Independent variables

Demographic variables included sex (“female”, “male”), age (continuous variable), children living at home (“yes”, “no”) and average hours worked per week (continuous). Background variables were workplace (“somatic hospital/department/outpatient clinic”, “psychiatric hospital/department/outpatient clinic/ambulance services”, “nursing home”, “home nursing”, “public health clinic”, “other nursing position”), percentage of full-time position at primary employer (“<50%”, “50–75%”, “76–90%”, “>90%”) and work schedule type (“day only”, “evening only” “both day and evening”, “night only”, “3-shift rotation”, “another schedule including night work”). Data were collected on self-reported fatigue, pain, sleep duration, insomnia, sleepiness, anxiety, depression, shiftwork, SWD, number of nights worked in the last year, and number of quick returns worked in the last year. Several variables were treated as both continuous and categorical depending on the analysis. Categories for variables not detailed below included shiftwork (“no”, “yes”), nights worked in the last year (“0”, “1–20”, “>20”), and number of quick returns worked last year (“0”, “1–20”, “>20”).

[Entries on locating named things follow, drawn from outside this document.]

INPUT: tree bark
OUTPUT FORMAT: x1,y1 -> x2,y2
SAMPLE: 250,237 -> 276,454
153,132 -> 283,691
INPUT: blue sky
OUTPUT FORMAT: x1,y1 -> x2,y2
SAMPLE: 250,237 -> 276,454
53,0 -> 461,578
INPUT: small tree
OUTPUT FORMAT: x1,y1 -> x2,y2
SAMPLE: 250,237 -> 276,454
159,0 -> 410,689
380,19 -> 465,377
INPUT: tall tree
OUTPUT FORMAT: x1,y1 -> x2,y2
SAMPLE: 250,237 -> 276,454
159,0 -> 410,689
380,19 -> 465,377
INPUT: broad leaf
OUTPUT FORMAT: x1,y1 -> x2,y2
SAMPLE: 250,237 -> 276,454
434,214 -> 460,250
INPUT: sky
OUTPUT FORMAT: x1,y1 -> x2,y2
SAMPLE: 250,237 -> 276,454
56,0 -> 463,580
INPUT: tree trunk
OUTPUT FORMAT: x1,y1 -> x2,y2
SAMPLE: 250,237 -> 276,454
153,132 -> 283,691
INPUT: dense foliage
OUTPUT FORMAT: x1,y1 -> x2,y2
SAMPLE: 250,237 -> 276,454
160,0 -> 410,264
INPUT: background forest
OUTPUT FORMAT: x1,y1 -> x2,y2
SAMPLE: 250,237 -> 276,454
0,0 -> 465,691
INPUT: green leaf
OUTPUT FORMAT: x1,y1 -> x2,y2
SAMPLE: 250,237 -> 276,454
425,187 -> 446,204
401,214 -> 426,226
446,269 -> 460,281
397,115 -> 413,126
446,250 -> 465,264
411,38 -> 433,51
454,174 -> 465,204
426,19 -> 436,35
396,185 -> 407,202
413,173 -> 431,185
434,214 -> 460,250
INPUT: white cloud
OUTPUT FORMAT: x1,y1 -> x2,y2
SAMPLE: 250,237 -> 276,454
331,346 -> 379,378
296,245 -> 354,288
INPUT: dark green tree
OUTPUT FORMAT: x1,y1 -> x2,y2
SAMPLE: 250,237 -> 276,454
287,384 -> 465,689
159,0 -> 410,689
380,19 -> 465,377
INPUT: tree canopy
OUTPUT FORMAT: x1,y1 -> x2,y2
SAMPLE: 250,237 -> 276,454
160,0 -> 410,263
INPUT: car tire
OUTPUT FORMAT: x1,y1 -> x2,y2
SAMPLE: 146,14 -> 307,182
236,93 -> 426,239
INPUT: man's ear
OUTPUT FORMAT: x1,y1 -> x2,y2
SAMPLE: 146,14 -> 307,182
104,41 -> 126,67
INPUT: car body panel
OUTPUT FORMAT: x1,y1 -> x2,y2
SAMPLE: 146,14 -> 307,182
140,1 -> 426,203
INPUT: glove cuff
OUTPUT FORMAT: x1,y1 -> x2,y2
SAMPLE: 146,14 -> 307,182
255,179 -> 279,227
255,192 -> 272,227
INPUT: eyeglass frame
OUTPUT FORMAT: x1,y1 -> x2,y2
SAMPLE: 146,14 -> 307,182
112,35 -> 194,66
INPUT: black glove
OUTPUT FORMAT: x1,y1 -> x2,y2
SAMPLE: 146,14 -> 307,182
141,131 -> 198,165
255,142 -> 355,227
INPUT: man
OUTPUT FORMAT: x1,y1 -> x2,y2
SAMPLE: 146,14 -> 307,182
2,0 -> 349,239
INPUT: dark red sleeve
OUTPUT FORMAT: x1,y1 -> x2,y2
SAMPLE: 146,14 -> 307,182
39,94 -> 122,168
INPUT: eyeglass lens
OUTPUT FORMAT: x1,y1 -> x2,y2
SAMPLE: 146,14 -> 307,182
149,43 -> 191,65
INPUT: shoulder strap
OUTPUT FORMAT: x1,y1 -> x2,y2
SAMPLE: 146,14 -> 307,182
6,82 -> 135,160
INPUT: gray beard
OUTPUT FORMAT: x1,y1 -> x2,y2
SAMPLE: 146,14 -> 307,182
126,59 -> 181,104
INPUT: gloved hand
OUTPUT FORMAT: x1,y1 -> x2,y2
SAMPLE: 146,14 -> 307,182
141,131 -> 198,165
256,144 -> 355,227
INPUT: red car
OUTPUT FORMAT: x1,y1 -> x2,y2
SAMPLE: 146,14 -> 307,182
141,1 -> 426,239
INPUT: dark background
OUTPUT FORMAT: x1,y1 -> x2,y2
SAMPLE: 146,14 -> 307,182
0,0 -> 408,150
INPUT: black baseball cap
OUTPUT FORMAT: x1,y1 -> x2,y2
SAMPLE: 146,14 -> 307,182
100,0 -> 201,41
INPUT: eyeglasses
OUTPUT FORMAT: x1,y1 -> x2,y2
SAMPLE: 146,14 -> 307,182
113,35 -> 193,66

Pain was measured using six questions related to musculoskeletal complaints in various body regions within the past month (neck/shoulder/upper back, lower back, arm/wrist/hand, hip/leg/knee/foot, head and stomach) as developed by Steingrimsdottir et al. [47]. For each body region, for example “pain in the neck, shoulder or upper back”, participants indicated their pain on a four-point scale for intensity (0 = “not troubled”, 1 = “a little troubled”, 2 = “quite troubled”, 3 = “seriously troubled”), and a four-point scale for duration (1 = “1–5 days”, 2 = “6–10 days”, 3 = “11–14 days”, 4 = “15–28 days”). A complaint-severity score for each body area was constructed by multiplying the intensity score by the duration score (range 0–12). Further, a musculoskeletal complaint-severity score (MSI) was computed as the mean of all complaint-severity scores (range 0–12). Higher scores indicate a higher burden of pain. Dichotomous variables for pain by body region and MSI (“no”, “yes”) were created for chi-square analyses.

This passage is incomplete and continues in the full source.